To install this toolkit, clone it onto the machine you want to use it on
(should have at least one cuda enabled GPU if you intend to train models on that machine. For inference, you don't need
a GPU).
If you're using Linux, you should have the following packages installed, or install them with apt-get if you haven't (on
most distributions they come pre-installed):
```
libsndfile1
espeak-ng
ffmpeg
libasound-dev
libportaudio2
libsqlite3-dev
```
Navigate to the directory you have cloned. We recommend creating and activating a
[virtual environment](https://docs.python.org/3/library/venv.html)

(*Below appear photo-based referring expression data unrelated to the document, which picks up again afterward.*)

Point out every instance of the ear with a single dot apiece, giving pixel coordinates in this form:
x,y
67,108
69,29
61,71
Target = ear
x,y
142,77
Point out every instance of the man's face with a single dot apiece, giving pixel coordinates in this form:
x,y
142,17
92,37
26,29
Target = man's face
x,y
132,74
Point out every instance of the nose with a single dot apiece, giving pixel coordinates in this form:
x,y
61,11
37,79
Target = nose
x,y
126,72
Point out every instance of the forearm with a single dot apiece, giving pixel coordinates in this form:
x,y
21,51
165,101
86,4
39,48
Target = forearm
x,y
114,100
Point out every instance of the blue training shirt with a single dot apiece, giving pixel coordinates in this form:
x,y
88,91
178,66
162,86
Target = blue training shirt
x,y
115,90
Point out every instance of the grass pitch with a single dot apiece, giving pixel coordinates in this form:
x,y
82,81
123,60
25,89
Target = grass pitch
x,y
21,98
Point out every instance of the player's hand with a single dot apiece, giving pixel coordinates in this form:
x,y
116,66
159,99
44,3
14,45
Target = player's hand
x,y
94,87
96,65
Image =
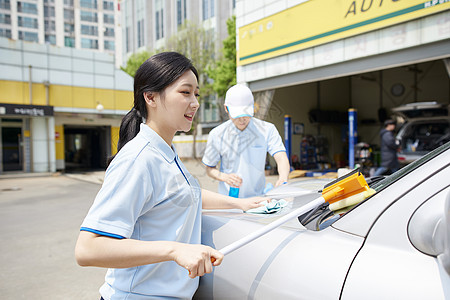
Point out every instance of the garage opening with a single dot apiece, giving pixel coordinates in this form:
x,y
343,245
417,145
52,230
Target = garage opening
x,y
11,148
86,147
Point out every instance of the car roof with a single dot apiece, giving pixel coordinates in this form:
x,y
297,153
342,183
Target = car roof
x,y
359,220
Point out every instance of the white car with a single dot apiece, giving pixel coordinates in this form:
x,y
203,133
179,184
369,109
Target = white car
x,y
393,245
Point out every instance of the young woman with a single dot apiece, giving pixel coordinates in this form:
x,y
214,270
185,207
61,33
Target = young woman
x,y
145,222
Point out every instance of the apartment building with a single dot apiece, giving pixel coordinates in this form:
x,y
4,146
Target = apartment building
x,y
147,25
80,24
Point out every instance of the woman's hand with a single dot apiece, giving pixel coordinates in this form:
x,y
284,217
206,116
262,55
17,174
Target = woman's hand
x,y
197,259
280,181
231,179
253,202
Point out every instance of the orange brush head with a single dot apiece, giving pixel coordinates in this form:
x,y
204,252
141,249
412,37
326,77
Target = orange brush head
x,y
345,186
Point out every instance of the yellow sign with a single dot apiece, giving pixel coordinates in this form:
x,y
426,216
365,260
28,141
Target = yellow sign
x,y
317,22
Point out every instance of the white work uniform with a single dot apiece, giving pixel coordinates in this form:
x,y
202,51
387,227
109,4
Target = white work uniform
x,y
148,195
243,153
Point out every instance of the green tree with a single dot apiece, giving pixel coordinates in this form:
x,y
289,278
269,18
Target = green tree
x,y
224,72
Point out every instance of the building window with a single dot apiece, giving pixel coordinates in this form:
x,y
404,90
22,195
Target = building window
x,y
88,16
127,39
50,39
49,11
181,12
208,9
69,28
5,32
108,5
29,8
49,25
88,3
109,31
27,22
68,14
140,33
28,36
89,43
89,30
159,19
5,19
69,42
108,19
109,45
5,4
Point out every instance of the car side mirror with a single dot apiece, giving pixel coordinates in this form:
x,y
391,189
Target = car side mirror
x,y
429,229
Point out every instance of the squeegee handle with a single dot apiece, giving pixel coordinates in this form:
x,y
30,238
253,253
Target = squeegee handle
x,y
269,227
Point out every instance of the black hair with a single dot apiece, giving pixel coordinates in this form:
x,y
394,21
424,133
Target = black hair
x,y
389,122
154,75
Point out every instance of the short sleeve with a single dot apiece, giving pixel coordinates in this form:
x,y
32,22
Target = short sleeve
x,y
211,157
274,141
126,191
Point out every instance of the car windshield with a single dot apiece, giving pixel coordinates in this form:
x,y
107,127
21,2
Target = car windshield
x,y
380,185
322,216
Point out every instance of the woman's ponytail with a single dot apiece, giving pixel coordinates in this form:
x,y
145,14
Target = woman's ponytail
x,y
129,128
154,75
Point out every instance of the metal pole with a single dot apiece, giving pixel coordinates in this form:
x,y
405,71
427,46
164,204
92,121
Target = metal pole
x,y
352,136
288,136
30,84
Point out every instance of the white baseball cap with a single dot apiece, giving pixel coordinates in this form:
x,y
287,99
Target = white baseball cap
x,y
239,101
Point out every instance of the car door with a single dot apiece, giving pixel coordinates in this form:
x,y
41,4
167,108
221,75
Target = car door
x,y
388,266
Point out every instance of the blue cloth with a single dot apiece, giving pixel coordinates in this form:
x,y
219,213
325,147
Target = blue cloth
x,y
148,195
243,153
269,208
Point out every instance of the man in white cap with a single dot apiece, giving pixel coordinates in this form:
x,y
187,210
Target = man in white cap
x,y
240,145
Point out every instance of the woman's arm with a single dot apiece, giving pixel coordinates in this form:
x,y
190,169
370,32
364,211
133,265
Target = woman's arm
x,y
102,251
212,200
283,167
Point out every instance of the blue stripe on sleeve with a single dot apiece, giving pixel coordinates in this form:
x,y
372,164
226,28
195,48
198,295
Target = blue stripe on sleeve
x,y
101,232
278,151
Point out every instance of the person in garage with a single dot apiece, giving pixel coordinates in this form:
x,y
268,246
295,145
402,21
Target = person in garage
x,y
241,145
389,147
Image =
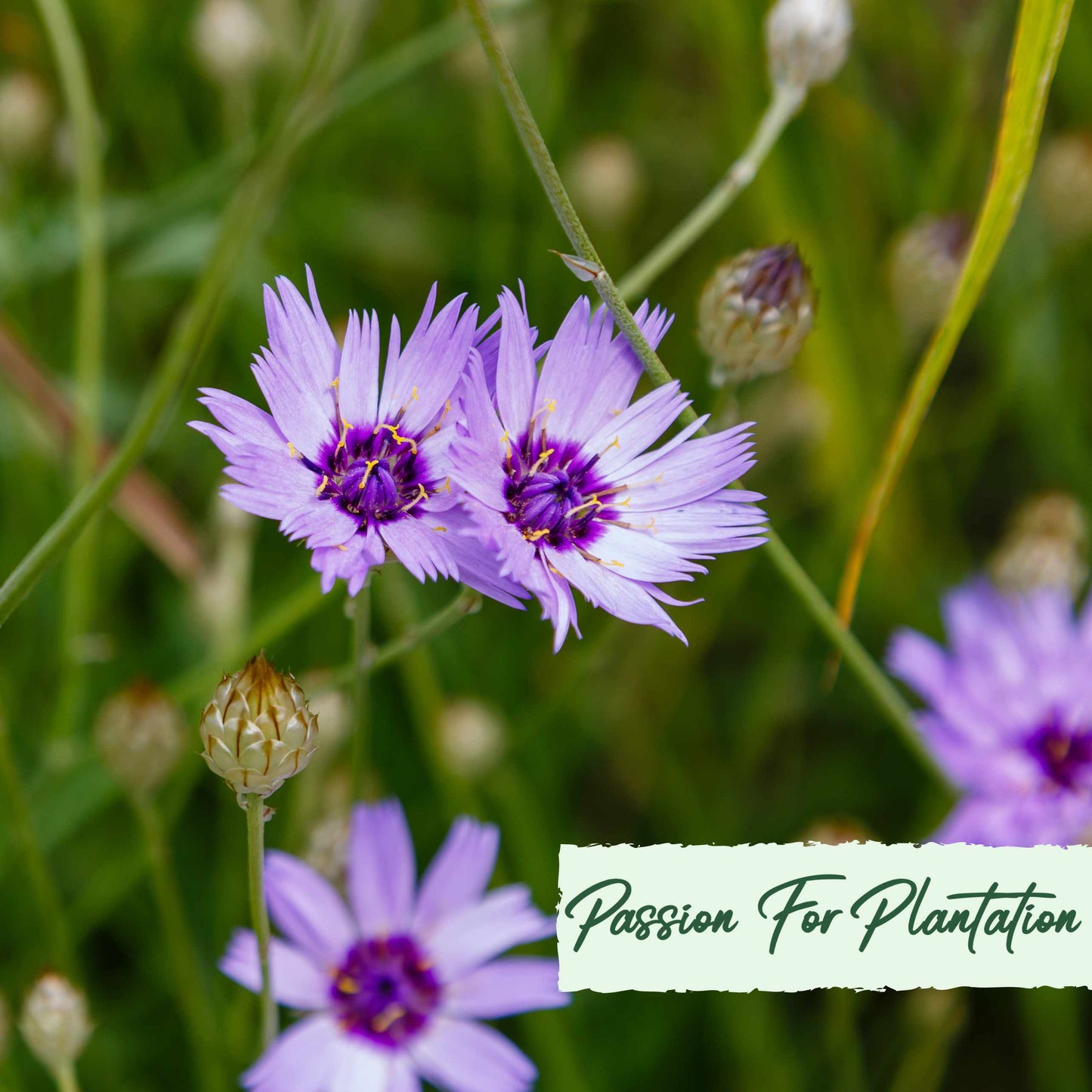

to install the basic requirements into. The commands below summarize everything you need to do under Linux. If you are
running Windows, the second line needs to be changed, please have a look at
the [venv documentation](https://docs.python.org/3/library/venv.html).
```
python -m venv <path_to_where_you_want_your_env_to_be>
source <path_to_where_you_want_your_env_to_be>/bin/activate
pip install --no-cache-dir -r requirements.txt
```
Run the second line everytime you start using the tool again to activate the virtual environment again, if you e.g.
logged out in the meantime. To make use of a GPU, you don't need to do anything else on a Linux machine. On a Windows
machine, have a look at [the official PyTorch website](https://pytorch.org/) for the install-command that enables GPU
support.
#### Storage configuration
If you don't want the pretrained and trained models as well as the cache files resulting from preprocessing your
datasets to be stored in the default subfolders, you can set corresponding directories globally by
editing `Utility/storage_config.py` to suit your needs (the path can be relative to the repository root directory or
absolute).
#### Pretrained Models
You don't need to use pretrained models, but it can speed things up tremendously. They will be downloaded on the fly
automatically when they are needed, thanks to Hugging Face🤗 and [VB](https://github.com/Vaibhavs10) in particular.
#### \[optional] eSpeak-NG
eSpeak-NG is an optional requirement, that handles lots of special cases in many languages, so it's good to have.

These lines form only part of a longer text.